Ryamurari, A Hidden Gem In Rwanda

Archaeological sites are one of the treasures in Rwanda and Ryamurari is a must-visit place for tourists interested in exploring some of these breathtaking sites. Situated within Bufunda Village (Bufunda Cell within Mukama sector) in Nyagatare District, Ryamurari is the name of the site and being on the peak of Mukama hill that extends for about 50 hectares, the site is where you will find some of the country’s three largest earthwork structures and a cut stone reservoir.

This site was also the capital of Ndorwa Kingdom (according to oral traditions) before it became part of Rwanda. When investigations were conducted on the area in the 1970s, it was discovered to be occupied in the middle of the 17th Century and was again re-occupied in about 1900 AD. Some of the remains found in the site are cattle bones as well as cow dung that suggest that the occupants of the area were originally cattle keepers. Also, there are several grinding stones that indicate that on top of animal rearing, the indigenous people also engaged in agriculture especially growing millet, sorghum, and beans.

Ryamurari is one of the most interesting archaeological sites found in the Great Lakes region and holds an important oral tradition and history of Rwanda. Ryamurari also has another name “Mu Bitabo bya Gahaya” meaning “clay curved structure that was constructed before the entrance of a traditional hut. It also means that the site was once inhabited by a great person known as “Gahaya”. The name Ryamurari is a honor to the occupation of the site by the great person known as “Murari”.

This Archaeological site is often associated with a swampy depression with salty water on its foot and it is said that the depression was through for the King’s cattle. The structures reportedly served as enclosures and the direction as well as the size of the labor force, vital to accomplish different tasks coupled with the presence of the abundant cattle remains show that the cattle-keeping elite who told people what to do.  What is even more breathtaking about the Ryamurari is its many names that show a correlation between Oral traditions, archaeology, and history.
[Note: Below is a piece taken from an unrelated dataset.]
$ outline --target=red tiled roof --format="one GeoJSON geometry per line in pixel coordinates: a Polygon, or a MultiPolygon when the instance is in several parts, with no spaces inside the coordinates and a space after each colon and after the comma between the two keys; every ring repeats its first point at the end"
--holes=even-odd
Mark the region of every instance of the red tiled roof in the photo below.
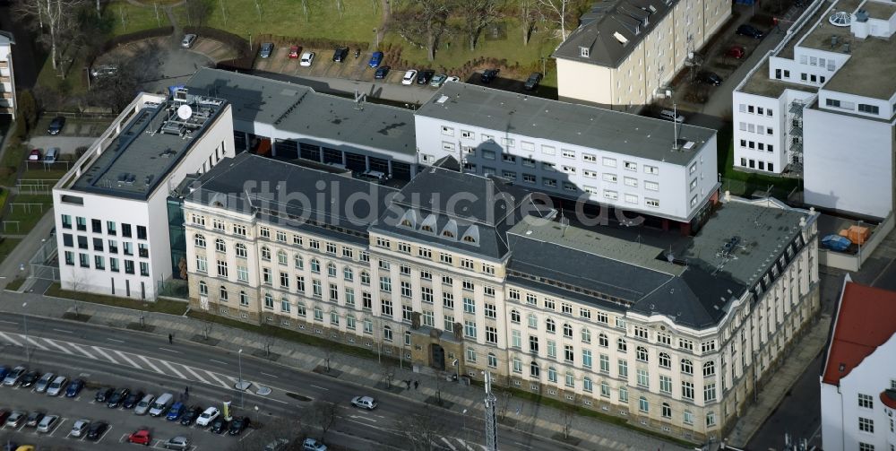
{"type": "Polygon", "coordinates": [[[835,320],[822,380],[839,386],[896,333],[896,291],[847,282],[835,320]]]}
In the Ankole, Burundi, Ndorwa and Rwanda region, the name Mukama means God, a King or Chief hence the fact that the hill on which this site sits is known as Mukama means it was inhabited by the King or Chief.

Therefore, Ryamurari is one of the popular archaeological sites within the Great Lakes region and also paramount to Rwandan culture. It comprises of three vast earthwork structures and a stone cut reservoir that indicate the early life of original inhabitants of the area but the fact that the Hill on which the site sits is referred as Mukama means the King named Gahaya or Murari occupied the area.